Both statements were made by Deputy President David Mabuza during a question and answer session in parliament yesterday.
Mabuza insisted the land reform programme posed no threat to the economic sector.
“We are not talking about land that is, in the main, privately owned. We are talking about a programme that seeks to restore land to those people who were dispossessed.”
Mabuza said the land was owned by different people, some of which was in the hands of different spheres of government, some in the hands of commercial white farmers.
“These farmers came forward and said they are prepared to donate land. That is a positive move to ensure we can manage this land reform successfully because there is willingness to those people who have land,” said Mabuza. “We have got land, as we speak.

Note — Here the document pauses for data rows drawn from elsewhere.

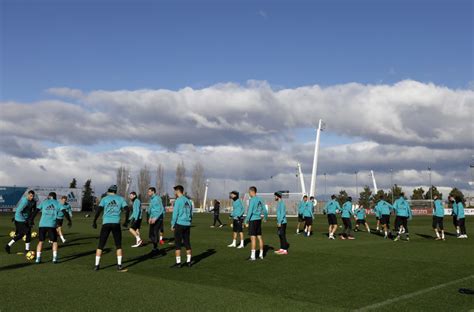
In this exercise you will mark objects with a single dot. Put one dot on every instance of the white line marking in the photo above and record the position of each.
(411, 295)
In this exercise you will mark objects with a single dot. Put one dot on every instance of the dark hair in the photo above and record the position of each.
(179, 188)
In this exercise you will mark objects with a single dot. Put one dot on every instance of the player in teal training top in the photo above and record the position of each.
(49, 209)
(253, 221)
(23, 211)
(64, 205)
(135, 218)
(281, 224)
(237, 216)
(438, 217)
(112, 206)
(181, 221)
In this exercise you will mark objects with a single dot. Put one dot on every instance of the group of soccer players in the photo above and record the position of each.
(112, 206)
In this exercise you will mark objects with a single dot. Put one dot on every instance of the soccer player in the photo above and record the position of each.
(454, 213)
(237, 216)
(136, 219)
(112, 205)
(460, 218)
(346, 219)
(59, 222)
(156, 213)
(330, 209)
(253, 221)
(181, 225)
(49, 209)
(438, 215)
(216, 210)
(308, 217)
(300, 212)
(359, 216)
(403, 211)
(384, 209)
(281, 225)
(23, 212)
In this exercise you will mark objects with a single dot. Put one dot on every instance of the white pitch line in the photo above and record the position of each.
(411, 295)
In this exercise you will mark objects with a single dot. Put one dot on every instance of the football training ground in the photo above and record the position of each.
(369, 273)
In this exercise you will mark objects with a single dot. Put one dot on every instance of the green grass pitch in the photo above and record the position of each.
(317, 275)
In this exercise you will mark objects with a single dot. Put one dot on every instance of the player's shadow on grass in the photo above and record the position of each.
(81, 255)
(203, 255)
(15, 266)
(425, 236)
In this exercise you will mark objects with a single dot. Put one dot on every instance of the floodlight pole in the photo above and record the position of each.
(205, 196)
(312, 190)
(300, 173)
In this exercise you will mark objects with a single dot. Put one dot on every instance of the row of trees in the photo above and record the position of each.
(368, 199)
(143, 182)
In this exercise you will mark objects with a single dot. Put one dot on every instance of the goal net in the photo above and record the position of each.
(291, 201)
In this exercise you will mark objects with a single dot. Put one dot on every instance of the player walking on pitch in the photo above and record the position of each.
(237, 216)
(181, 225)
(49, 209)
(112, 206)
(438, 216)
(281, 225)
(136, 219)
(253, 221)
(24, 209)
(330, 209)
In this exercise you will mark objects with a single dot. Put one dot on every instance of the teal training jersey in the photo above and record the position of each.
(49, 212)
(237, 209)
(137, 210)
(113, 205)
(182, 212)
(22, 213)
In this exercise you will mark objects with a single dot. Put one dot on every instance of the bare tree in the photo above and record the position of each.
(160, 179)
(143, 181)
(122, 178)
(198, 184)
(181, 175)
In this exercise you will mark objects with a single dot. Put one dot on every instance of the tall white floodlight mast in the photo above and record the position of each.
(373, 181)
(300, 173)
(203, 208)
(312, 190)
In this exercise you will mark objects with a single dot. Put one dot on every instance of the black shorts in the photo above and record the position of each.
(385, 220)
(438, 223)
(105, 232)
(51, 232)
(332, 220)
(182, 236)
(255, 228)
(237, 225)
(136, 224)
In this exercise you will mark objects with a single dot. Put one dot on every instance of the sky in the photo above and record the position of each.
(88, 86)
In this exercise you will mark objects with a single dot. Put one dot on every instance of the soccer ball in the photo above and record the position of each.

As government, we are preparing ourself to redistribute land.”
The deputy president said government was busy “verifying” the land and what it was being used for.
Democratic Alliance shadow minister of agriculture, forestry and fisheries Annette Steyn noted there were 4,200 farms already in government hands and asked Mabuza when they would be put into production.
Mabuza replied verification would be completed by the end of April, when a model would be put in place to redistribute the land according to certain criteria, especially “to those people who are hungry” to utilise the land efficiently.
“This is a process of making land available to those who were deprived,” said Mabuza. “That, of course, must unleash the potential that was not there before because more people are going to own land and more people are going to join the sector.”
“We still believe this land reform process won’t negatively affect our growth, especially in this sector.”
The Institute for Poverty, Land and Agrarian Studies has previously said land redistribution must lead to changes in patterns of land ownership, in relation to race, class and gender, which fundamentally alter the unequal and disempowering structures of the past.
Professors Ruth Hall and Ben Cousins wrote: “Second, land redistribution must also transform patterns of land use and agricultural production so that land reform contributes in significant ways to eradicating poverty and uprooting the dire levels of inequality we live with.
“Third, this means we need to find ways – as government, civil society and the private sector – of offering practical support to land reform beneficiaries so that, following the transfer of land, they can get access to adequate water, extension services and markets.
“Fourth, those receiving land must hold their land rights in a secure manner, either in the form of freehold title, long-term leases that are responsibly administered, or collectively owned land.”
Mabuza also took aim at Mboweni, who isn’t known for shying away from controversy: his disagreement with “the phasing out of Afrikaans as one of the mediums of teaching at the University of Pretoria” and that “some” state-owned enterprises were not required being just two of his more provocative statements.
A jocular Mabuza said: “I don’t really take the minister of finance seriously when he is making comments.
“These are his own comments if he is saying ‘in my view’ – we’ll take the minister serious when he is articulating government positions but when he is talking about his views, when he is tweeting, that is his own … I’m not going to entertain a tweet by the minister.”
Then, doubling down on his statement: “I’m not. I’m serious. I’m not going to take that seriously, it’s not a government position.”
In response, the Inkatha Freedom Party’s Narend Singh said it was the first time he had heard a deputy president not agreeing with his own finance minister.